Aunque parezca -a priori- del todo imposible, debes saber que algunos estudios están demostrando que hay más impulso para acceder a redes sociales que no a la hora de practicar sexo. Suben unas generaciones que por lo visto pueden tener hasta orgasmos cuando reciben likes o feedbaks en sus redes sociales… y no sabemos del todo seguro como interpretar estos análisis, pues está claro que algo falla… pero por otra parte, ¿podemos evitarlo, a día de hoy? Quizá estén cambiando las formas de placer y aún no estemos concienciados con ello.
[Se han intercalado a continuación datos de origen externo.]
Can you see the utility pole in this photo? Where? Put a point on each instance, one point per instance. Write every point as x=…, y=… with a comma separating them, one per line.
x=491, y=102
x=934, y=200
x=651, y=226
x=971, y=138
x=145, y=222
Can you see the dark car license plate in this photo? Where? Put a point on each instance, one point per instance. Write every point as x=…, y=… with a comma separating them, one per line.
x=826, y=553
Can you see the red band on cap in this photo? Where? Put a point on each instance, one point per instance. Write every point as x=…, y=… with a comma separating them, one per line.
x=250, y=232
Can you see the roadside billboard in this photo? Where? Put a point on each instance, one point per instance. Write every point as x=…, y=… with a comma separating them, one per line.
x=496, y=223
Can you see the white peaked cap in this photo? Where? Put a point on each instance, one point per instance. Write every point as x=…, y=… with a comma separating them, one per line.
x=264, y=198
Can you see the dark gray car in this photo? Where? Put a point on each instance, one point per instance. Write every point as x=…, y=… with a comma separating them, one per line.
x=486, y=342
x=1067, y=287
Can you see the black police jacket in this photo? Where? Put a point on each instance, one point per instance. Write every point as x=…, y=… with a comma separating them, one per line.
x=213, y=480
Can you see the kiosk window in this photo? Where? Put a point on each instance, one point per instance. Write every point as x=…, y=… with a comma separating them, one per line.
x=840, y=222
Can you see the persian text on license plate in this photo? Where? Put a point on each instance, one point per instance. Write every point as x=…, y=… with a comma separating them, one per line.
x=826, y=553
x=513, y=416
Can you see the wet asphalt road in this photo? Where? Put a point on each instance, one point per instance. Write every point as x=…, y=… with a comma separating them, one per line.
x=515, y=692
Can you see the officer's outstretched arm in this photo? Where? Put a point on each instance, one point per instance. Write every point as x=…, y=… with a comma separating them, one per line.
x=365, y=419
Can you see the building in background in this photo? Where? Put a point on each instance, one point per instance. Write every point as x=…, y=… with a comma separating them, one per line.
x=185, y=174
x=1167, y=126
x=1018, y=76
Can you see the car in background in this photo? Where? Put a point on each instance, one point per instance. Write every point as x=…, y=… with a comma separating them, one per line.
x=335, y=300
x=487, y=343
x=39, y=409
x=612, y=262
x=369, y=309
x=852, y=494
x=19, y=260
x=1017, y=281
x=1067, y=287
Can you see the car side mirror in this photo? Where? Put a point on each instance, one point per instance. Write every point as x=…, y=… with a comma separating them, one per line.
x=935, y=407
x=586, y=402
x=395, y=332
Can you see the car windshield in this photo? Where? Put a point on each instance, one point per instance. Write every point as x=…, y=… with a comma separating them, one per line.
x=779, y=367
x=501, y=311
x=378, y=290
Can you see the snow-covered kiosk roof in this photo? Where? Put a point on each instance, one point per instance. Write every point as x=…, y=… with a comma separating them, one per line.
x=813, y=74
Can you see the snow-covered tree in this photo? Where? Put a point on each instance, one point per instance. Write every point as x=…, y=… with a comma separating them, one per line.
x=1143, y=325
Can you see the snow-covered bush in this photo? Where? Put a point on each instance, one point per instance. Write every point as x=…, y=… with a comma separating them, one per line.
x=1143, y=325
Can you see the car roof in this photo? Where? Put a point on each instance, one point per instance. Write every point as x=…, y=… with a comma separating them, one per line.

Más cerca de nuestros amigos y familiares

Una de las razones por las que se apunta que la tecnología nos aporta felicidad es por la relativa facilidad con la que podemos conectarnos con personas cercanas, ya sean amigos o familiares. Esto lo notan especialmente las personas que se han ido lejos por razones de estudios o laborales. El poder conectar una pantalla y ver a tus familiares es una sensación muy reconfortante que te hace sentir menos solo en lostech momentos difíciles.

Sea como sea, no debemos obviar todo esto. Hemos de ser conscientes de las posibilidades que se nos ofrecen y saber aprovecharlas al máximo como es debido.

Es decir, mirando los aspectos positivos que podemos sacarle y evitar a toda costa los peligros que se esconden detrás (y quien dice peligro dice dificultades o frustraciones).